I’ll have books for sale – at a healthy discount – at both events. Hopefully I’ll see you out there.
October 27, 2016
Quick heads up: Mark Hallett and I are both at the Society of Vertebrate Paleontology meeting in Salt Lake City. Tomorrow afternoon (Friday, October 28) at 4:15 PM we’ll be signing copies of our book, The Sauropod Dinosaurs: Life in the Age of Giants. If you’d like to get a copy of the book, or to have your already-purchased copy signed, please come to the Johns Hopkins University Press booth in the exhibitor/poster area tomorrow afternoon. We’re both generally happy to sign books whenever and wherever, but if you’d like to catch us both at the same time, this is a good opportunity. We’re hoping to do another joint book signing in Los Angeles before long – more info on that when we get it arranged.
In the meantime, or if you’re not at SVP, or if you just like cool things, check out this rad claymation video of fighting apatosaurs, by YouTube user Fred the Dinosaurman. I love this. My favorite thing is that if you’re familiar with the previously-produced, static visual images of neck-fighting apatosaurs (links collected here), you’ll see a lot of those specific poses and moments recreated as transient poses in the video. This was published back in June, but I’d missed it – many thanks to Brian Engh for the heads up.
September 2, 2016
I came home from SVPCA to find a heavy box waiting for me. It had my author’s copies of the book. I figured maybe they had gone out in advance of wide release, but nope, the book is shipping right now. This is welcome but unexpected. We only got the final files in a little over three months ago. I have no idea what alchemy the folks at Johns Hopkins University Press worked, to get the book out so fast, but I’m grateful.

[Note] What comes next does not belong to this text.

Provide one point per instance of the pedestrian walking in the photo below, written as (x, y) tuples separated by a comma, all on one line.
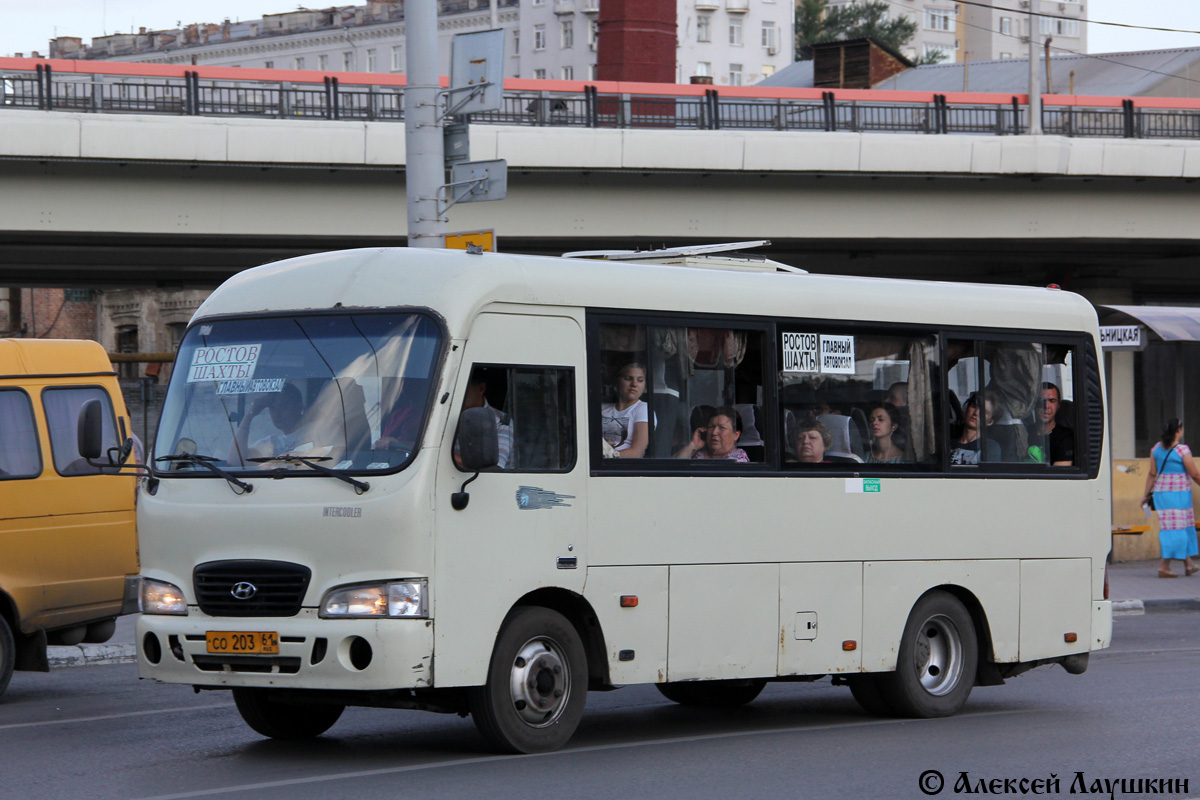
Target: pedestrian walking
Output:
[(1169, 485)]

We’ll have a book signing at SVP, at one in the LA area with both of us, and probably some local ones in Oregon and SoCal with just one author. I’ll announce those when we get them set up.
I’ll have a lot more to say about this in the future, but the short version is that I met Mark Hallett at one of my first SVP meetings in 1997 or 1998. Way back then, he shared with me his vision of doing a big, lavishly illustrated book on sauropods. Fast forward to 2011, when Mark contacted me and asked if I’d be willing to serve as a reviewer for the sauropod book that he was writing. I told him that because I was on the tenure track I had to be pretty jealous with my time, so there was a limit to how much time I could invest as a reviewer. However, if he would take me on as junior author, the book would become part of my professional output and there would be no limit to how much time I could put into it (words that would turn out to be prophetic!). Mark agreed, and after 5 years of hard work, mostly on Mark’s part, here we are. The wheels are turning and with any luck the book will be out before the end of the year.
Mark and I owe a big debt of gratitude to the people who did agree to review the book: Kristi Curry Rogers, Carole Gee, John Hutchinson, and Paul Upchurch. We couldn’t have asked for a better team.